I'm trying to get the contact information from this site http://www.internic.net/registrars/registrar-967.html using PHP.. I was able to get the e-email ad by using the href links by doing this:

$contactStr = "http://www.internic.net/registrars/registrar-967.html";
                $contact_string = file_get_contents("$contactStr");
                preg_match_all('/<a href="(.*)">(.*)<\/a>/i', $contact_string, $contactInfo);
                $email = str_replace("mailto:", "", $contactInfo[1][6]); 

However, I'm having a hard time getting the address and the phone # since there's no html element I can use like < p > maybe.. I just need 1800 SW First Ave., Suite 440 Portland OR 97201 United States and 310-467-2549 from this site.. Please enlighten me on how to do this using preg_match_all or some other ways possible.. Thanks!

Andy Lester
  • 91,102
  • 13
  • 100
  • 152
Leah
  • 225
  • 2
  • 10
  • 24
  • [This](http://stackoverflow.com/questions/26947/how-to-implement-a-web-scraper-in-php) might be helpful. – David Jan 15 '13 at 01:45
  • Have a look at [DOMDocument](http://www.php.net/domdocument). – Ja͢ck Jan 15 '13 at 01:47
  • It is obligatory to also reference http://stackoverflow.com/questions/1732348/regex-match-open-tags-except-xhtml-self-contained-tags/1732454#1732454 surely the best answer of all time. – Devin Ceartas Jan 15 '13 at 02:36
  • **Don't use regular expressions to parse HTML**. You cannot reliably parse HTML with regular expressions. As soon as the HTML changes from your expectations, your code will be broken. See http://htmlparsing.com/php.html for examples of how to properly parse HTML with PHP modules. – Andy Lester Jan 15 '13 at 06:16

1 Answers1

0

Instead of using regex try DOMDocument as others have said in comment.

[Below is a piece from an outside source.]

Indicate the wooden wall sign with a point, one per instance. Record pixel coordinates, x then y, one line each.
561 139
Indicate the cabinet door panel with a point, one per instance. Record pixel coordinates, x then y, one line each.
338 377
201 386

Here is an example (bit hacky tho) hope it helps:

function get_register_by_id($id){
    $site = file_get_contents('http://www.internic.net/registrars/registrar-'.$id.'.html');
    $dom = new DOMDocument();
    @$dom->loadHTML($site);
    $result = array();
    foreach($dom->getElementsByTagName('td') as $td) {
        if($td->getAttribute('width')=='420'){
            $innerHTML= '';
            $children = $td->childNodes;
            foreach ($children as $child) {
                $innerHTML .= trim($child->ownerDocument->saveXML($child));
            }
            $fixed = array_map('strip_tags', array_map('trim', explode("<br/>",trim($innerHTML))));
            foreach($fixed as $val){
                if(empty($val)){continue;}

                $result[] = str_replace(array('! '),'',$val);
            }
        }
    }
    return $result;
}


print_r(get_register_by_id(965));
/*Array
(
    [0] => Domain Central Australia Pty Ltd.
    [1] => Level 27
    [2] => 101 Collins Street
    [3] => Melbourne Victoria 3000
    [4] => Australia
    [5] => +64 300 4192
    [6] => robert.rolls@domaincentral.com.au
)*/
print_r(get_register_by_id(966));
/*
Array
(
    [0] => Web Business, LLC
    [1] => PO Box 1417
    [2] => Golden CO 80402
    [3] => United States
    [4] => +1.303.524.3469
    [5] => support@webbusiness.biz
)*/

print_r(get_register_by_id(967));
/*
Array
(
    [0] => #1 Host Australia, Inc.
    [1] => 1800 SW First Ave., Suite 440
    [2] => Portland OR 97201
    [3] => United States
    [4] => 310-467-2549
    [5] => registry-operations@moniker.com
)*/
Lawrence Cherone
  • 46,049
  • 7
  • 62
  • 106